The Hunt: Me and the War Criminals
- Author: Carla Del Ponte
- Language: Italian
- Published: April 2008
- Publication place: Italy

= The Hunt: Me and the War Criminals =

2008 book by Carla Del Ponte

The Hunt: Me and the War Criminals (La caccia: Io e i criminali di guerra) is a book written by Carla Del Ponte, published in April 2008. According to Del Ponte she received information saying about 300 Serbs were kidnapped and transferred to Albania in 1999 where their organs were extracted.

The book caused a considerable controversy with Kosovan and Albanian officials denying these allegations and Russian and Serbian officials demanding more investigation. The ICTY stated no substantial evidence supporting the allegations was brought to the court.

On 12 December 2010, the Council of Europe released a provisional report confirming Ms Del Ponte's allegations, and naming both Shaip Muja, current political adviser to the Kosovar Prime Minister, and Prime Minister Hashim Thaqi himself, in this context.

==Content==
The book is a memoir that details Del Ponte's eight years (1999-2007) as Chief Prosecutor at the International Criminal Tribunal for the former Yugoslavia. It was co-written with Chuck Sudetic, an American journalist of Croatian descent who covered the Yugoslav wars for the New York Times from 1990 to 1995.

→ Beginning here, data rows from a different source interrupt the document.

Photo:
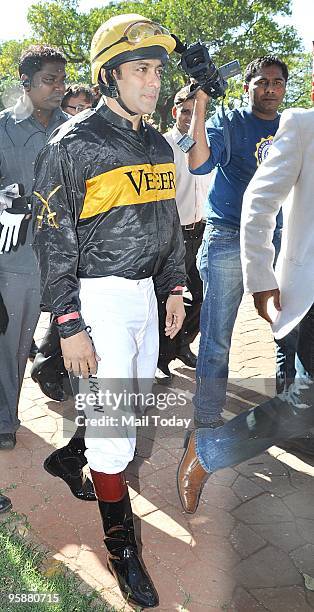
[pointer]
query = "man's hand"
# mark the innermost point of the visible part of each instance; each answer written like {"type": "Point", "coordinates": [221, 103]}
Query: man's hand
{"type": "Point", "coordinates": [79, 354]}
{"type": "Point", "coordinates": [11, 225]}
{"type": "Point", "coordinates": [202, 97]}
{"type": "Point", "coordinates": [261, 299]}
{"type": "Point", "coordinates": [175, 315]}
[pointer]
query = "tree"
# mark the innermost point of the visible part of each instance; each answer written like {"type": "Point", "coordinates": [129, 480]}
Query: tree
{"type": "Point", "coordinates": [240, 29]}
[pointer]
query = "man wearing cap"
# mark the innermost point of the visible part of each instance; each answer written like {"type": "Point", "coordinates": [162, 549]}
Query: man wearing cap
{"type": "Point", "coordinates": [191, 193]}
{"type": "Point", "coordinates": [106, 225]}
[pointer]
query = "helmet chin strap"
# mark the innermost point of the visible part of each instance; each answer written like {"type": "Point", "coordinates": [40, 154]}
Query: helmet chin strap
{"type": "Point", "coordinates": [111, 90]}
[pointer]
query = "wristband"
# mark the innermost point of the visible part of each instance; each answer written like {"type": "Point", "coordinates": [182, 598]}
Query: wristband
{"type": "Point", "coordinates": [68, 317]}
{"type": "Point", "coordinates": [178, 290]}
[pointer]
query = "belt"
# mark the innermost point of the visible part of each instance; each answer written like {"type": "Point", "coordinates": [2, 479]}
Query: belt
{"type": "Point", "coordinates": [192, 226]}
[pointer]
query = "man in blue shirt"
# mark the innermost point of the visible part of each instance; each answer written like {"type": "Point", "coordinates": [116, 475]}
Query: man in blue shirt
{"type": "Point", "coordinates": [251, 130]}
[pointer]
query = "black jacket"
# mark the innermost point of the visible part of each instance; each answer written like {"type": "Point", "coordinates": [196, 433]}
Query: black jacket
{"type": "Point", "coordinates": [111, 209]}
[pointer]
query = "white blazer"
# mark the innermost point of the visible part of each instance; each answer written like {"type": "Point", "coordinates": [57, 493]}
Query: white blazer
{"type": "Point", "coordinates": [285, 178]}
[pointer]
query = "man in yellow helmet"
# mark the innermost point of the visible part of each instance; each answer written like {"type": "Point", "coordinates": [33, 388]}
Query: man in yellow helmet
{"type": "Point", "coordinates": [106, 226]}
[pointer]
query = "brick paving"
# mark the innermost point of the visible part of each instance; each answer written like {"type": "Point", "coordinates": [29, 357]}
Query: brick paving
{"type": "Point", "coordinates": [249, 547]}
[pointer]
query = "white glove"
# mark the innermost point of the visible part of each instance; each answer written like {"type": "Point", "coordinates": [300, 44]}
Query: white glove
{"type": "Point", "coordinates": [10, 231]}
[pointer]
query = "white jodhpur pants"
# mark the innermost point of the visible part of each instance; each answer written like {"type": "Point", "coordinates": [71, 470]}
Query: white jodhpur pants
{"type": "Point", "coordinates": [123, 318]}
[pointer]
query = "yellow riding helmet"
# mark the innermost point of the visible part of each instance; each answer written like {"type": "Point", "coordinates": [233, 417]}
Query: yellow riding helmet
{"type": "Point", "coordinates": [126, 38]}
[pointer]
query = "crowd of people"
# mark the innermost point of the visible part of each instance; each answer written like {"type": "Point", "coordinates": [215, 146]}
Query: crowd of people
{"type": "Point", "coordinates": [114, 224]}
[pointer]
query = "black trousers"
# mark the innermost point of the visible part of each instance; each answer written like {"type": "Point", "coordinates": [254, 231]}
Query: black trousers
{"type": "Point", "coordinates": [168, 349]}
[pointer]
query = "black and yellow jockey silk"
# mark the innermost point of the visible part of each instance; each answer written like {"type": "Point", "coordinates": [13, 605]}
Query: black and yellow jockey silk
{"type": "Point", "coordinates": [115, 210]}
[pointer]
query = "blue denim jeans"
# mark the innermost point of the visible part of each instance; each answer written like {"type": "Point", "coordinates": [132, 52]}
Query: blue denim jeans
{"type": "Point", "coordinates": [219, 265]}
{"type": "Point", "coordinates": [220, 269]}
{"type": "Point", "coordinates": [287, 415]}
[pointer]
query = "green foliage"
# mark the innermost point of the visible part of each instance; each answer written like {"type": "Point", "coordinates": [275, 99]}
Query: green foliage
{"type": "Point", "coordinates": [241, 29]}
{"type": "Point", "coordinates": [23, 570]}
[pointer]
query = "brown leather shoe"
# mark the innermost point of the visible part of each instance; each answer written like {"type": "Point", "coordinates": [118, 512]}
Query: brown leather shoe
{"type": "Point", "coordinates": [191, 478]}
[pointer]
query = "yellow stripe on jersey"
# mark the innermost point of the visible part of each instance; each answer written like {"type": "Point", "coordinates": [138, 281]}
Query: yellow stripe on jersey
{"type": "Point", "coordinates": [128, 185]}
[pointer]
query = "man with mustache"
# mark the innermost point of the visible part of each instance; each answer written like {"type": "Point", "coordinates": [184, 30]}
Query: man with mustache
{"type": "Point", "coordinates": [24, 130]}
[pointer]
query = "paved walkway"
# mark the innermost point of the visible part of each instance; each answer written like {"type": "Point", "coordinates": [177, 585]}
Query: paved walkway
{"type": "Point", "coordinates": [249, 547]}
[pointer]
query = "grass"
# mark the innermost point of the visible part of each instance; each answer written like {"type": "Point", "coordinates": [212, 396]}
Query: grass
{"type": "Point", "coordinates": [26, 568]}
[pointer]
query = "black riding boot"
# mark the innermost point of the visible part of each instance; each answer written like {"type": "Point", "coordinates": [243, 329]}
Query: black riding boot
{"type": "Point", "coordinates": [123, 558]}
{"type": "Point", "coordinates": [67, 463]}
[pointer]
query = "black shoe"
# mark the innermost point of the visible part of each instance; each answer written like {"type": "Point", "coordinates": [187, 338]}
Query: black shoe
{"type": "Point", "coordinates": [124, 561]}
{"type": "Point", "coordinates": [163, 376]}
{"type": "Point", "coordinates": [5, 504]}
{"type": "Point", "coordinates": [302, 446]}
{"type": "Point", "coordinates": [188, 358]}
{"type": "Point", "coordinates": [67, 463]}
{"type": "Point", "coordinates": [33, 351]}
{"type": "Point", "coordinates": [7, 441]}
{"type": "Point", "coordinates": [53, 390]}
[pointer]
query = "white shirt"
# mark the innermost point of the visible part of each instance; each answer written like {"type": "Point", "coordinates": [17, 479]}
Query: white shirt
{"type": "Point", "coordinates": [191, 190]}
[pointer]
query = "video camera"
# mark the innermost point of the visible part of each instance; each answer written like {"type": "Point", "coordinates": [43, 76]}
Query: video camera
{"type": "Point", "coordinates": [198, 64]}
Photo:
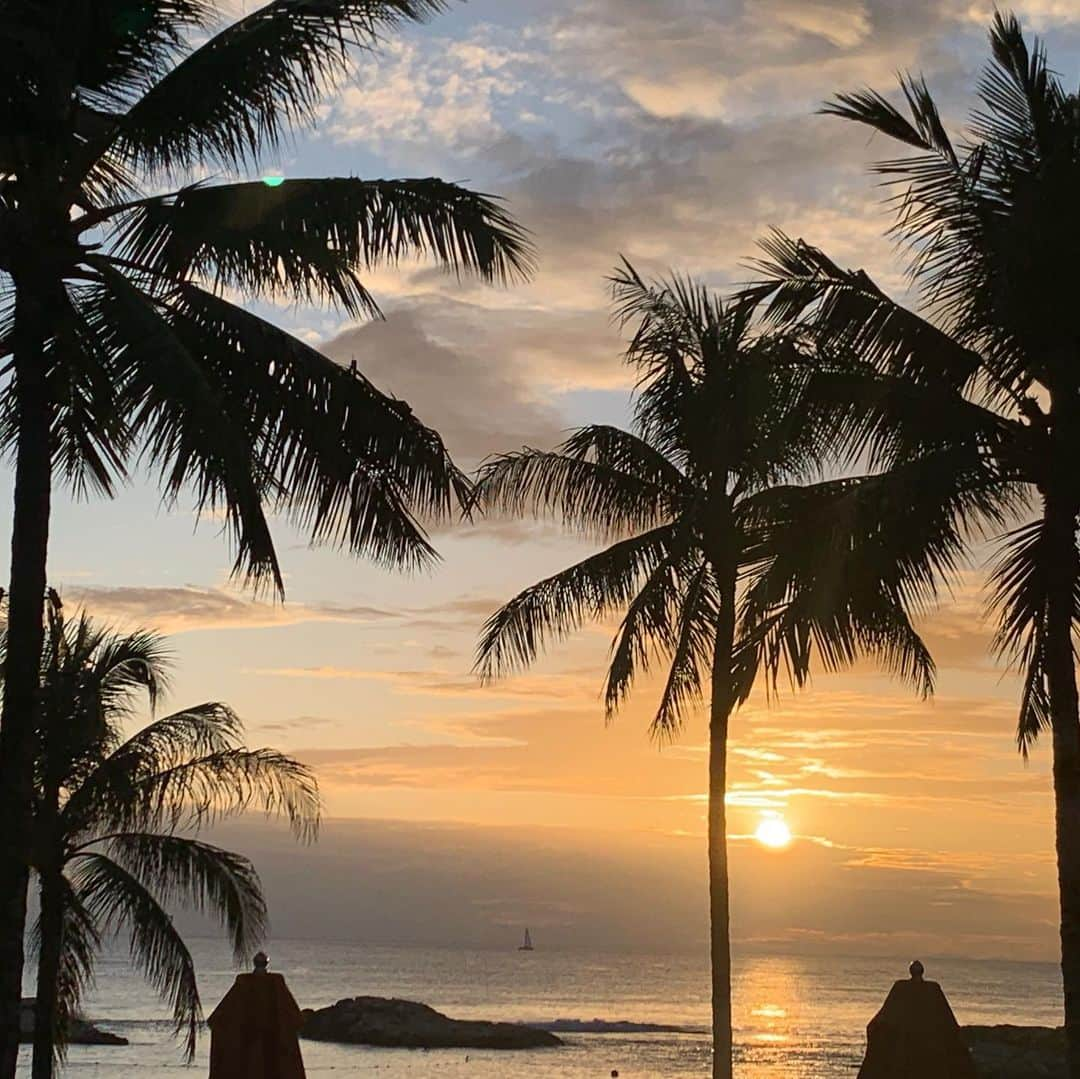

According to the Del Ponte's book, the prosecutor's office received information from UNMIK officials who had in turn received it from "a team of trustworthy journalists" that some 300 kidnapped Serbians were taken with trucks from Kosovo to several camps in Kukës and Tropojë in Albania during the summer of 1999, shortly after the arrival of NATO troops in Kosovo. Captives were taken to locations including a shack behind a yellow house south in Burrel where doctors removed their organs. The organs were then smuggled out of country and sold abroad. The smuggling was carried out with the knowledge and involvement of some elements of the Kosovo Liberation Army (KLA) who also profited from it. The allegations are covered in a chapter in the book called "Kosovo 1999-2007".

==Reactions==
=== Organisations ===
The International Criminal Tribunal for the former Yugoslavia had said of Del Ponte's allegations: "The Tribunal is aware of very serious allegations of human organ trafficking raised by the former Prosecutor, Carla Del Ponte, in a book recently published in Italian under her name. No evidence in support of such allegations was ever brought before the Tribunal's judges."

A spokeswoman for the UN War Crimes Tribunal says that during a preliminary investigation in cooperation with Albania and UNMIK "no reliable evidence had been obtained to substantiate the allegations."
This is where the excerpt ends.